As SCOTUSBlog reports, the majority’s first step—its rejection of a high-level official’s liability for misconduct of subordinates—is not quite a free pass for Mueller and Ashcroft, but is nonetheless a significant narrowing of liability. In addition, the Court’s opinion, written by Justice Anthony Kennedy, also appears to tip the Court’s hand as to the majority’s view of the merits of Iqbal’s constitutional claims, albeit veiled as a “plausibility” determination:
The September 11 attacks were perpetrated by 19 Arab Muslim hijackers who counted themselves members in good standing of al Qaeda, an Islamic fundamentalist group. Al Qaeda was headed by another Arab Muslim – Osama bin Laden – and composed in large part of his Arab Muslim disciples. It should come as no surprise that a legitimate policy directing law enforcement to arrest and detain individuals because of their suspected link to the attacks would produce a disparate, incidental impact on Arab Muslins, even though the purpose of the policy was to target neither Arabs nor Muslims…. As between that “obvious alternative explanation” for the arrests,…and the purposeful, invidious discrimination respondent asks us to infer, discrimination is not a plausible conclusion.
Soon-to-retire Justice David Souter, joined by Justices Ginsburg, Breyer, and Stevens, dissented from the opinion and would have none of it. Not only does Justice Souter’s dissent call out the majority for ruling on the scope of supervisory liability—explaining that “the majority answers a question with no briefing at all” and states that “[t]he attendant risk of error is palpable”—it also takes the majority to task for shifting the pleading-stage inquiry from consideration of the plausible to considering whether allegations are “probably true”:
Twombly does not require a court at the motion-to-dismiss stage to consider whether the factual allegations are probably true. We made it clear, on the contrary, that a court must take the allegations as true, no matter how skeptical the court may be…. The sole exception to this rule lies with allegations that are sufficiently fantastic to defy reality as we know it: claims about little green men, or the plaintiff’s recent trip to Pluto, or experiences in time travel.
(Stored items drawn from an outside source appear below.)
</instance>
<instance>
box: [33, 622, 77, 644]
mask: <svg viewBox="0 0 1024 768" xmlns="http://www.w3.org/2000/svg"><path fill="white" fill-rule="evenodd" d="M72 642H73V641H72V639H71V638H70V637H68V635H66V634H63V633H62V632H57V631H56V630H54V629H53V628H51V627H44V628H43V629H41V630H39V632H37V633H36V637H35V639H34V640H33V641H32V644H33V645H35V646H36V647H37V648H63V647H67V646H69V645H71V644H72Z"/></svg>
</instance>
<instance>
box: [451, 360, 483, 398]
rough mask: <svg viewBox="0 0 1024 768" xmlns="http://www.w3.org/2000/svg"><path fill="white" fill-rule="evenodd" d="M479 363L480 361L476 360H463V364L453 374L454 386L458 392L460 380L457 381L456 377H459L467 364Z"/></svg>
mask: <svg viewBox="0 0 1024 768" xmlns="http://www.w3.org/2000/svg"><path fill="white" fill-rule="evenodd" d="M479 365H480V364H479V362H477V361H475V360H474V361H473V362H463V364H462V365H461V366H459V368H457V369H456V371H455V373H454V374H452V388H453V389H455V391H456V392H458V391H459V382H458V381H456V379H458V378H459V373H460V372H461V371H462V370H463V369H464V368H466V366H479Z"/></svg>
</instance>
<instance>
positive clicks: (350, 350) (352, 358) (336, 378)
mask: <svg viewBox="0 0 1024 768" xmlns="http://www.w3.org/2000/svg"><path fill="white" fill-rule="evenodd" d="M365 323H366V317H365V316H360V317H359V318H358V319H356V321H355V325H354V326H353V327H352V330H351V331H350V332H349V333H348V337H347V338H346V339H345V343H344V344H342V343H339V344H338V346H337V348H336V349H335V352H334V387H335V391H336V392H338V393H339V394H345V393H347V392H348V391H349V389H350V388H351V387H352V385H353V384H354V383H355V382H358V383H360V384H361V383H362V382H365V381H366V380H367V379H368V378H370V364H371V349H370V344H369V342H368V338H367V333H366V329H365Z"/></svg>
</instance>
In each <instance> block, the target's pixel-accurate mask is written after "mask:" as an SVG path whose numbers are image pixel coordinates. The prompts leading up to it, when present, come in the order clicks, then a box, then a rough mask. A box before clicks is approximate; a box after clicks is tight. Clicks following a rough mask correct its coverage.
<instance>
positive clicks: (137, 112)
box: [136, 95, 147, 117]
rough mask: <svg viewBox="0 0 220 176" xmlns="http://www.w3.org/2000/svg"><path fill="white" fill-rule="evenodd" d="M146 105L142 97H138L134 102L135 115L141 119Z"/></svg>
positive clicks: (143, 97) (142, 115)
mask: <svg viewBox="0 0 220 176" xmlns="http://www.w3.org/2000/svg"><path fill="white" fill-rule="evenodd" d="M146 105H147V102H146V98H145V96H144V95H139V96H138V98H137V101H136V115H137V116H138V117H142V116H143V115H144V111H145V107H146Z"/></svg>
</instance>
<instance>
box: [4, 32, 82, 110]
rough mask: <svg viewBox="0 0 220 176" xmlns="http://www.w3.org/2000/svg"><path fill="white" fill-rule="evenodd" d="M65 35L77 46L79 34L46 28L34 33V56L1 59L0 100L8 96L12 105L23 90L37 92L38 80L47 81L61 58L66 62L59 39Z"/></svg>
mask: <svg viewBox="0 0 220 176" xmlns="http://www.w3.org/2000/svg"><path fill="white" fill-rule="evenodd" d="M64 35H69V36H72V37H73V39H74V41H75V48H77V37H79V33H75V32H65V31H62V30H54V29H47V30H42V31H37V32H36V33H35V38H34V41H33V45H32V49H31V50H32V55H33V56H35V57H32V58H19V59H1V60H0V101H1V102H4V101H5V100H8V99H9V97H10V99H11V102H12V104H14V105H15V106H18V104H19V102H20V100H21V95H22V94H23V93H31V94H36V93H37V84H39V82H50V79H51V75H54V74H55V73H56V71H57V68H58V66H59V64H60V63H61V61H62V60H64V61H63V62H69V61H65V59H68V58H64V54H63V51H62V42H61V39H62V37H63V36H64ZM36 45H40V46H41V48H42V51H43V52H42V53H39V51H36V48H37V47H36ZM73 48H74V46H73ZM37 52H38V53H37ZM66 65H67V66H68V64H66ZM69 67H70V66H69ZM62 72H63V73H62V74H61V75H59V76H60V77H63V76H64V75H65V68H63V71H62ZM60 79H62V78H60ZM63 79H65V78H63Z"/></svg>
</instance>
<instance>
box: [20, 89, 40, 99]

That is not what we have here….By my lights, there is no principled basis for the majority’s disregard of the allegations linking Ashcroft and Mueller to their subordinates’ discrimination.
As the case has been remanded to the Second Circuit to consider whether Iqbal should be allowed to amend his complaint to present more detailed allegations against Mueller and Ashcroft, we do not yet know what specific implications it will have on whether other high-ranking Bush officials can be personally sued based on their role in post-9/11 investigations and detentions. However, for now, the Court’s decision to adopt a high pleading standard for Iqbal’s claims of discrimination against Ashcroft and Mueller, as well as its seemingly dismissive attitude toward the factual accuracy of those claims, suggests that these two top officials will not be held accountable for the detention and treatment of Javaid Iqbal any time soon.